In juni 1995 ging ik voor het eerst mee met een broedvogeltelling in het Beekbergerwoud. Ik was meegevraagd door een bevriende vogelaar en had eerst nog een beetje tegengestribbeld. Vroeg opstaan is nou niet direct mijn hobby en dat is wel nodig als je broedvogels wilt tellen, want om 5 uur 's ochtends moesten we al in het veld zijn. Maar het werd een prachtige ochtend met als hoogtepunt het zien van prooioverdracht bij een paartje boomvalken. Dit smaakte naar meer.

Dus ben ik al vrij snel na de eerste kennismaking lid geworden van Vogelwerkgroep Oost-Veluwe. Ik neem deel aan aan diverse telprojecten die we uitvoeren voor Sovon, zoals BMP, PTT en  MUS. Daarnaast ben ik sinds 2002 voorzitter en sinds 2005 webmaster. 

De broedvogelinventarisatie in het Beekbergerwoud is onderdeel van het Broedvogel Monitoring Project (BMP) van Sovon. Onze vogelwerkgroep inventariseert hier al sinds 1993 broedvogels met alleen een gedwongen onderbreking in 2001, doordat we toen het gebied pas heel laat in het seizoen in mochten vanwege de MKZ-crisis.

In de periode van 15 december – 1 januari organiseert Sovon jaarlijks Punt Transect Tellingen (PTT). Dit zijn tellingen die bestaan uit 20 telpunten langs een route. Op ieder telpunt worden 5 minuten alle vogels geteld.

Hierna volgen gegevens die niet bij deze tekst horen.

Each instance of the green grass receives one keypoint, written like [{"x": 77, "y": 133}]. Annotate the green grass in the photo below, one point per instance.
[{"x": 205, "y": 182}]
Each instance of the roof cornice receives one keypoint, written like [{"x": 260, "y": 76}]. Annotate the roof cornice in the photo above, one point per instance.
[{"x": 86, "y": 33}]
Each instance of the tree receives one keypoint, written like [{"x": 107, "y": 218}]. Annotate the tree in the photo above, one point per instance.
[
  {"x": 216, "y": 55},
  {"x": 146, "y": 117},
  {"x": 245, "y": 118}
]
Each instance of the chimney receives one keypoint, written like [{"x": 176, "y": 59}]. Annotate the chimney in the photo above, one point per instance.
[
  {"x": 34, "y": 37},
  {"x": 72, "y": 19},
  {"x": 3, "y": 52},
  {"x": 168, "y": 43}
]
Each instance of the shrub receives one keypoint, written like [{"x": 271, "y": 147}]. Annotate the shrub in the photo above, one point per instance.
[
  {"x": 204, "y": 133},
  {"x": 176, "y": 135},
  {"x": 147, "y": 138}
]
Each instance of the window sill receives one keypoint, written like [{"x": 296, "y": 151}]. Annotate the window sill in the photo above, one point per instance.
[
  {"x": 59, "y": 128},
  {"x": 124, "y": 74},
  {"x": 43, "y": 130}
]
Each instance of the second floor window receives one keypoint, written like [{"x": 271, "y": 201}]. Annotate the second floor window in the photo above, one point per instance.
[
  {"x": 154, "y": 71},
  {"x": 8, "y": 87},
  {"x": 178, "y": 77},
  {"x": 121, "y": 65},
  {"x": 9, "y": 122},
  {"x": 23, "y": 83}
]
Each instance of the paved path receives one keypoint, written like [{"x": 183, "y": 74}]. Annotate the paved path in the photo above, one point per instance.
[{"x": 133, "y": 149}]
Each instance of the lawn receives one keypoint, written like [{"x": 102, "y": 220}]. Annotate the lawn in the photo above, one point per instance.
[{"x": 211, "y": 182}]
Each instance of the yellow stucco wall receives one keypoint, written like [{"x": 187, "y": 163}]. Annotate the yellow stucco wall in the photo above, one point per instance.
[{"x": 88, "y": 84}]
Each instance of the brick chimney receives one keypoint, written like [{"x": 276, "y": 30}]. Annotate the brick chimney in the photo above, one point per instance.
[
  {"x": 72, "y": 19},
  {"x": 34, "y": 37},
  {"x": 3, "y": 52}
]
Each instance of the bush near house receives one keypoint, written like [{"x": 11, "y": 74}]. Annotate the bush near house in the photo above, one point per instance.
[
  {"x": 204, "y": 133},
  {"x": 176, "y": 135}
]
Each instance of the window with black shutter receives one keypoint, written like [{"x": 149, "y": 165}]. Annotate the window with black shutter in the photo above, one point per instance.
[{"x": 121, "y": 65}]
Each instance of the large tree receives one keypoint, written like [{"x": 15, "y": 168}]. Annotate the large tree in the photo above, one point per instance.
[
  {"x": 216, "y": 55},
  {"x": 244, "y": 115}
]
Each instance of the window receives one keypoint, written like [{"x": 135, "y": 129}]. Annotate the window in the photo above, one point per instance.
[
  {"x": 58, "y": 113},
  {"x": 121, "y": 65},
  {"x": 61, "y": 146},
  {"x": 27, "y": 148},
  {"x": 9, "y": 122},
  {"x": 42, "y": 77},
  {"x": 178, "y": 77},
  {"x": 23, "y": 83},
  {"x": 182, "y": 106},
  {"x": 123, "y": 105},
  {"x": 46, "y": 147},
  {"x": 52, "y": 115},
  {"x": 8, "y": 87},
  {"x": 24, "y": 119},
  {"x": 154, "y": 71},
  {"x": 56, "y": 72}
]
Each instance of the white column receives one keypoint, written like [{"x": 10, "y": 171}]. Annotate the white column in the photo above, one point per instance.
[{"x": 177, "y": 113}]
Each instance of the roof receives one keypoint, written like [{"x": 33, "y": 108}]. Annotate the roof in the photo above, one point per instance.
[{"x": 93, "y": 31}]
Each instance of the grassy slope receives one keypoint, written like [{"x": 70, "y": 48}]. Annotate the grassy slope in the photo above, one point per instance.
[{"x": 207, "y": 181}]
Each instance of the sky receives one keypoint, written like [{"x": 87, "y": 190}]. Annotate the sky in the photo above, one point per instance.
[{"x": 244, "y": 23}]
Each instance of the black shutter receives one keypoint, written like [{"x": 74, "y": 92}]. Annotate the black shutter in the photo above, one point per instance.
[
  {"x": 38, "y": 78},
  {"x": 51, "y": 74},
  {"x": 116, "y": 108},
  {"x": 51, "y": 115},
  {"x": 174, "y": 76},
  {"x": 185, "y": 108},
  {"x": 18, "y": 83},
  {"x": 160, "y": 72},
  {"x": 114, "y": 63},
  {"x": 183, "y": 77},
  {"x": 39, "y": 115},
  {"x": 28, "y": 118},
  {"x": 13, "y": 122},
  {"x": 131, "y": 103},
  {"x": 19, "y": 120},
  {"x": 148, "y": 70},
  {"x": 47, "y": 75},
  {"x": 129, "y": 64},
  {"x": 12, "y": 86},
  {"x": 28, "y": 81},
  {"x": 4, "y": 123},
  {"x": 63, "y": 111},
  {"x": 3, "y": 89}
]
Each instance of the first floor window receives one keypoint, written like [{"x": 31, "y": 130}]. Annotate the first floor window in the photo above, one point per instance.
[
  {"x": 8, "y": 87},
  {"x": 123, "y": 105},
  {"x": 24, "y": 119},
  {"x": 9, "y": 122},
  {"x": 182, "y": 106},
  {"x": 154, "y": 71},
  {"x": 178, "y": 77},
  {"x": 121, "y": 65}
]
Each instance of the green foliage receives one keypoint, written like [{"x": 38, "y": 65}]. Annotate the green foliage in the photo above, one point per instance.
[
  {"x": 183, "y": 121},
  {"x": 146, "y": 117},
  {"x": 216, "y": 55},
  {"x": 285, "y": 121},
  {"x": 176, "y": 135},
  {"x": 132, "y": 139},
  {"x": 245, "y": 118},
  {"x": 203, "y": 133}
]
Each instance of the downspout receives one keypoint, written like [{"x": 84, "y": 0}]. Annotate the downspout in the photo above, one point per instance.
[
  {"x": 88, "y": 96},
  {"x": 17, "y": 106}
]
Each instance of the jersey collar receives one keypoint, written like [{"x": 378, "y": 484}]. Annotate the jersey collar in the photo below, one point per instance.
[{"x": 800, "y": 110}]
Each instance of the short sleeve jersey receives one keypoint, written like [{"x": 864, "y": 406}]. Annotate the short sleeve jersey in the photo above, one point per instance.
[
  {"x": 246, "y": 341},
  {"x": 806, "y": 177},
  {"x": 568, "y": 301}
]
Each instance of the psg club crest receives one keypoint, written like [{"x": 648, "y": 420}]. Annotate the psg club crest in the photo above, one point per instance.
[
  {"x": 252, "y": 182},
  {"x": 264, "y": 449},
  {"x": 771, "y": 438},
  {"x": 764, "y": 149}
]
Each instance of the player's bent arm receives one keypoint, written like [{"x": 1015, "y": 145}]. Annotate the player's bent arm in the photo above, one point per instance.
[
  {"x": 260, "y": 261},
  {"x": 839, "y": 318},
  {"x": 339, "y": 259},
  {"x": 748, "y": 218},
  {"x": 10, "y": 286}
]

Het minst arbeidsintensieve telproject waar ik aan meedoe is het Meetnet Urbane Soorten, oftewel MUS. Dit project omvat twee tellingen rond zonsopkomst en één avondtelling in een postcodegebied.

Op 1 december 2012 ging het veldwerk van een nieuw Sovon-atlasproject van start. Tot en met de zomer van 2015 hebben vele honderden vogelaars, waaronder die van Vogelwerkgroep Oost-Veluwe, alle atlasblokken in Nederland uitgekamd op winter- en broedvogels.